I'm seeing random errors renewing certs with many SANs (50-100).
The errors include the somewhat nonsensical "error looking up CAA for de", but also errors looking up A/AAAA records etc. Full response listed below for reference.
This is reminiscent of an error reported in Nov' 23:
Is anyone else seeing these errors? Is there a good mitigation strategy? Every retry seems to result an error in a different domain. Certificates with many domains may hit a rate limit before all the domains work in one go.
For a domain like cmp.daskochrezept.de, we do a CAA lookup for cmp.daskochrezept.de first. If that's not found, we then check daskochrezept.de, and finally check de.
There is an overall timeout, so if your DNS server is a little bit slow, large validations can fail. Because de is last, it does mean previous lookups succeeded, but you're hitting timeouts.
The best mitigation, if you can, is to just add CAA records allowing issuance as far down as you can.
The Nov 23 thread was due to a broken DNS implementation, and probably isn’t related.

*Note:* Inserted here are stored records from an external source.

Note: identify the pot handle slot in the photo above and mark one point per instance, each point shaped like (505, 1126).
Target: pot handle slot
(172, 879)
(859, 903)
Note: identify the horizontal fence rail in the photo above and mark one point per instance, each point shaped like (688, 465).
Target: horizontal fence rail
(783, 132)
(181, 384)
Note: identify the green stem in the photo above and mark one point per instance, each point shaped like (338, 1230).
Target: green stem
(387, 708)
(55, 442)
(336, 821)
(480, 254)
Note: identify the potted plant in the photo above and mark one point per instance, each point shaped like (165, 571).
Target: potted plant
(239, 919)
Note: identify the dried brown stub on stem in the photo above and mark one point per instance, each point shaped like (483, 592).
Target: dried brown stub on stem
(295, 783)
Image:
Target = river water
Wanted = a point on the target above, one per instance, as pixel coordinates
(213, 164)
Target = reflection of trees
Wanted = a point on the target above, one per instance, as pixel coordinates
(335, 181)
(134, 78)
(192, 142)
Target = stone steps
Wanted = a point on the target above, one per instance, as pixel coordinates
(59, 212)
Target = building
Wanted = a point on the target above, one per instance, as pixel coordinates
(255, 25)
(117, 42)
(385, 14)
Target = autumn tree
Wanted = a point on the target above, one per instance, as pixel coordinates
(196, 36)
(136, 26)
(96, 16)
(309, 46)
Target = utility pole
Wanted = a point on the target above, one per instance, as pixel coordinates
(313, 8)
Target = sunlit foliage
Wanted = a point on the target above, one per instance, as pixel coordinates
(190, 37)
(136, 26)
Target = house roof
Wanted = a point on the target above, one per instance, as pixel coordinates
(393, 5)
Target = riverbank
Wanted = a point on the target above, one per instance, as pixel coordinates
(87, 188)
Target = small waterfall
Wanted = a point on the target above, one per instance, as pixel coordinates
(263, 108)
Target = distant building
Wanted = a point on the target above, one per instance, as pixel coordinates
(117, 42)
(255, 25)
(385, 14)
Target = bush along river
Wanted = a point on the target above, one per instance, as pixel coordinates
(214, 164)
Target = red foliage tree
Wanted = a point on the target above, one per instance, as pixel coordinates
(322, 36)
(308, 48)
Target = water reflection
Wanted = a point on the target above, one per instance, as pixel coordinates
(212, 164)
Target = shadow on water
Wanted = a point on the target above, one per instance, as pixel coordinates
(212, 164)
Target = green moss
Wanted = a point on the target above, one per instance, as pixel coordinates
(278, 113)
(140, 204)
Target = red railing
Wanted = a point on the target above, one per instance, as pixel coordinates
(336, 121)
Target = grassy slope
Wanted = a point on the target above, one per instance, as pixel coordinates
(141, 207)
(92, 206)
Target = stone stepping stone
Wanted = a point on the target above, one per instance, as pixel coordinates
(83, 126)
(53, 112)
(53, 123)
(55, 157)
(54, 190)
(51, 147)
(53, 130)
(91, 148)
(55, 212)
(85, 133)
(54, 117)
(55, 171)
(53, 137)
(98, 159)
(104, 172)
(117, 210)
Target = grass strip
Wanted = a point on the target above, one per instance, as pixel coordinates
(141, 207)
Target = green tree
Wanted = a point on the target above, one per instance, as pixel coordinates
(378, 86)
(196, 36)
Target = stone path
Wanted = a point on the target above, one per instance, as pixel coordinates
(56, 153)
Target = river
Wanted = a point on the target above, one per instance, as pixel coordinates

Another workaround to consider is having fewer SANs per certificate. In many cases it can be easier to manage more certificate with fewer names each, if only there are fewer things that can go wrong validating, but also because the certificates that need to be sent to each of your users are smaller.
It would be difficult for us to begin splitting SANs up into multiple certs. We have numerous certs at the 100 SAN limit and generally update and renew them without any difficulty.
I'd like to get a better idea of where the timeouts are actually coming from. Some CAA lookups do take over 500ms on a couple domains, but the vast majority are under 200ms.
I've attached 2 graphs showing the milliseconds for lookups for 2 different certs - one the problem cert and one with even more domains renewed jan8th. If anything, the problem cert looks a little better in terms of CAA lookup delays.
The error "DNS problem: networking error looking up CAA for de" that is coming back for the TLD of random domains almost looks like a system error (perror()?) more-so than an application logic level timeout of the overall validation process.
Does anyone have a more granular idea of what the timeouts are on a per domain-level CAA lookup, the overall CAA validation process timeout and the domain validation as a whole timeout?
I'd like to understand which specific domains/domain servers that are to blame. The validation process fails on a different domain each time, it's really hard to nail down which is to blame.
Hmm. Are you saying that some combinations of names are working fine, but other combinations aren't, but it's not clear which TLDs or name servers are giving trouble? Can you try repeating some issuances in the staging environment and see if it's consistent whether a set of names works for you or not?
I don't know if their overall timeout and other "production configuration" settings are public.
I mean yes, that's what they use and their source code is public. Though as i said, the configuration settings it's using might not be. And it looks like they are working on some improvements to their DNS querying and reporting of error messages.
Another workaround you might want to try is using some other CAs. There are several free ones that use ACME (like ZeroSSL and Google) and should be relatively easy to try switching to. It might not fix your issues, but another CA might have different timeouts or at least give you different error messages to explore.
We maintain ~150 letsencrypt certs many of which have 50-100 SANs in them. We haven't run into any repeatable unexpected error in validation until these "DNS problem: networking error looking up CAA for some-tld" started appearing. This error appears for random domains each time while validating.
The error sometimes is reproducible to the point that I don't want to hit the rate-limit. Once in a while a quick retry works.
I was able to generate a cert with pki.goog that LetsEncrypt was failing to generate.
In summary, it appears LetsEncrypt domain ownership validation has an unknown issue(timeout?) validating certs with many domains and where the authoritative servers are maybe a little slow.
I'll be updating our tooling to allow the use of pki.goog in these sorts of situations.
It's a good idea to build in CA fallback in general, although it's a little rare in most tooling the benefit is obviously being able to retry a failure on a different CA. A couple of the existing CAs have had intermittent trouble with their APIs and building for such intermittent failure is increasingly beneficial especially if you are working at scale.